Weich, hart, frisch, gehobelt – die Schweiz produziert mehr als 450 Käsesorten. 200'000 Tonnen sind es im Jahr, 5000 davon stellen die Sennen auf den hiesigen Alpen her: Bergkäse, der dank der Kräuter auf den hohen Weiden besonders aromatisch ist.

Jeden Sommer steigen über 100'000 Milchkühe ins Gebirge, wo sie 100 Tage lang grasen. Sie tun das seit Jahrhunderten: Der Alpaufzug zählt zu den ältesten Bräuchen der Schweiz. Doch die Arbeit der Sennen in den 3000 Schweizer Alpbetrieben hat sich verändert. Heute melken sie die Kühe nicht mehr von Hand, sondern maschinell. Hightechgeräte unterstützen den Produktionsprozess.

Das verbraucht Energie – auch auf der Alp, weit ab von den Stromnetzen im Tal. Deshalb muss Diesel her. Rund 1200 Liter verbraucht ein Alpbetrieb im Durchschnitt pro Saison. Das Problem: Die Generatoren stossen grosse Mengen CO2, Stickoxide und Feinstaub aus. Und sie machen Lärm.

Doch es geht auch anders. Auf der Alp Malun oberhalb von Walenstadt SG bleibts heuer ruhig – auch wenn im Juni wieder 80 Kühe zur Sömmerung auf 1650 Meter über Meer kommen. «Ausser Kuhglocken wird man hier nichts hören», sagt Thomas Schnider (51), Präsident der Ortsgemeinde Berschis. «Denn Dieselgeneratoren gibt es bei uns nicht mehr. Wir haben aus Malun die erste Solaralp der Schweiz gemacht.»

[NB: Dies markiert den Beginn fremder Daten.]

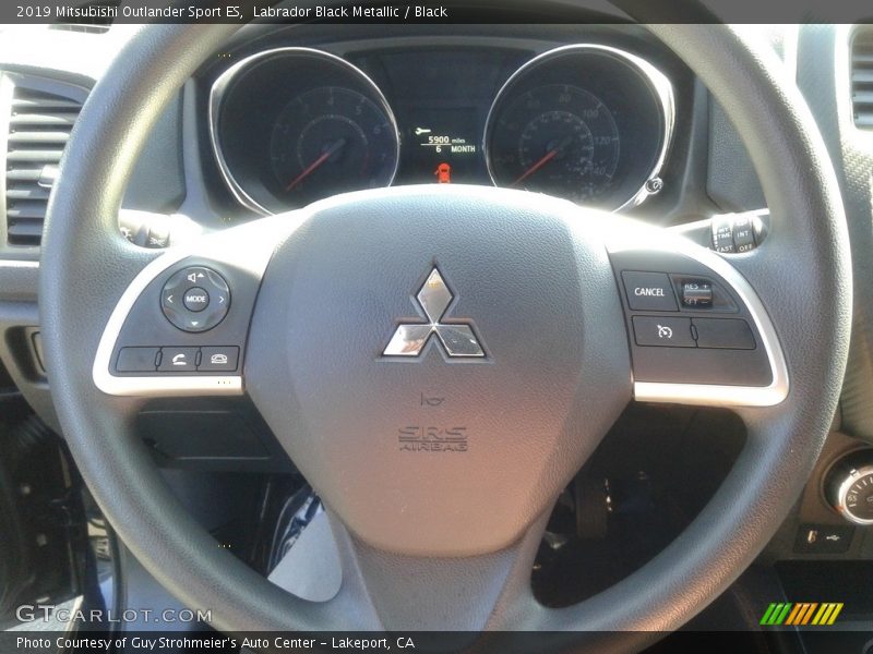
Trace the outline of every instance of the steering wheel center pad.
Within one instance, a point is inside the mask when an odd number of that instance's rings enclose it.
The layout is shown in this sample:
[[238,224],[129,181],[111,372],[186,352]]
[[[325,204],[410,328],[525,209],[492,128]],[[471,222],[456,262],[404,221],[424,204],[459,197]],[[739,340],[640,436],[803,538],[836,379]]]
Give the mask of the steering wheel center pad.
[[[516,542],[632,397],[597,221],[473,186],[316,207],[267,266],[249,393],[371,545],[458,556]],[[398,330],[414,338],[386,355]],[[463,355],[473,340],[482,355]]]

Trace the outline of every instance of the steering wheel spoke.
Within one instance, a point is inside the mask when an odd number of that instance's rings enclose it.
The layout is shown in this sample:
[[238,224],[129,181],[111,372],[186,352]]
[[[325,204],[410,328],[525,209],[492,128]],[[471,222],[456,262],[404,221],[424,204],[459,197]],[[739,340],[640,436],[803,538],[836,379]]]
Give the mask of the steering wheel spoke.
[[243,392],[242,363],[254,300],[276,234],[270,218],[200,237],[152,259],[123,291],[94,360],[110,396]]
[[622,295],[637,400],[719,407],[785,400],[788,370],[776,329],[728,258],[632,225],[607,247]]

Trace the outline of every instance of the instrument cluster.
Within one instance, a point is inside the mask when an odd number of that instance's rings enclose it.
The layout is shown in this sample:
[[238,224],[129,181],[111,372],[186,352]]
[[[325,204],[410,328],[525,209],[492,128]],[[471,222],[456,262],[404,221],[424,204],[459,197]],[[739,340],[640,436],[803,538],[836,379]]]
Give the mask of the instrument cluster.
[[675,120],[667,76],[599,44],[343,58],[275,48],[224,71],[208,107],[222,175],[259,214],[410,183],[630,208],[658,191]]

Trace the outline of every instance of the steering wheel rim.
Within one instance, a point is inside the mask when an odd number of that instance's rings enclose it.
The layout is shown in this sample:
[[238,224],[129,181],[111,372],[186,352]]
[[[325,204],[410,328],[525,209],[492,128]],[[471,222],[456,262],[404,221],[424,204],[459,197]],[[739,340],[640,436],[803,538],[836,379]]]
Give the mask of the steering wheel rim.
[[[371,628],[356,604],[371,602],[362,585],[347,604],[324,610],[291,597],[215,547],[165,487],[135,437],[132,415],[141,401],[106,396],[89,382],[103,326],[155,256],[117,233],[117,213],[136,155],[162,107],[236,29],[143,29],[83,109],[52,193],[43,245],[39,301],[52,395],[80,470],[118,534],[182,602],[212,609],[215,628]],[[722,104],[761,178],[774,217],[772,233],[754,254],[731,263],[774,317],[790,392],[776,407],[737,410],[749,441],[716,496],[677,542],[603,593],[547,610],[525,591],[526,566],[548,512],[515,546],[461,566],[475,580],[500,579],[493,607],[480,616],[489,628],[637,632],[622,641],[629,651],[646,640],[641,632],[673,630],[711,602],[787,514],[836,409],[851,313],[849,249],[836,178],[805,102],[780,80],[772,53],[755,51],[723,26],[650,29]],[[129,71],[137,76],[130,78]],[[796,261],[805,262],[802,270]],[[804,312],[810,304],[817,311]],[[809,334],[818,340],[811,343]],[[336,531],[348,559],[367,559],[360,567],[369,570],[391,570],[397,564],[433,579],[434,569],[459,564],[378,553],[355,543],[342,528]],[[346,621],[337,621],[340,615]]]

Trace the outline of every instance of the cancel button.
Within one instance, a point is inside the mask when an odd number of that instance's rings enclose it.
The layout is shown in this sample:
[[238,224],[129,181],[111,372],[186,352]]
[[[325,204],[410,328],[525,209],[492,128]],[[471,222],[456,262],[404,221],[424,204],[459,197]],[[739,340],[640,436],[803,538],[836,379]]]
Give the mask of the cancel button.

Miniwasserkraftwerk liefert Strom

2019 rissen die Berschiser ihre 100-jährige Hirtenhütte und die angeschlossene Käserei ab und ersetzten sie für satte 1,85 Millionen Franken durch ein neues Gebäude mit moderner Produktionseinrichtung. Über eine halbe Million steuerte die Patenschaft für Berggemeinden bei. Auch deshalb, weil der Neubau mit einem völlig neuen Energiesystem ausgestattet wurde – auf Anregung von AEE Suisse, der Dachorganisation der Wirtschaft für erneuerbare Energien.

Schon seit Jahrzehnten liefert ein Miniwasserkraftwerk einen Teil des Stroms auf der Alp Malun. Dennoch mussten die hiesigen Sennen bisher jedes Jahr rund 200 Liter Diesel den Berg hochschleppen; im besonders trockenen Sommer vor zwei Jahren waren es sogar deutlich mehr. Und mit heissen Sommermonaten ist wegen der Klimaerwärmung auch künftig zu rechnen.

«Bis jetzt gab es keine Alternative zum Diesel», sagt Christian Dürr (46), Geschäftsleiter des Elektrizitätswerks Walenstadt. «Doch mittlerweile sind die Kosten für erneuerbare Energien extrem gesunken. Jetzt können wir die Alp komplett CO2-frei versorgen.»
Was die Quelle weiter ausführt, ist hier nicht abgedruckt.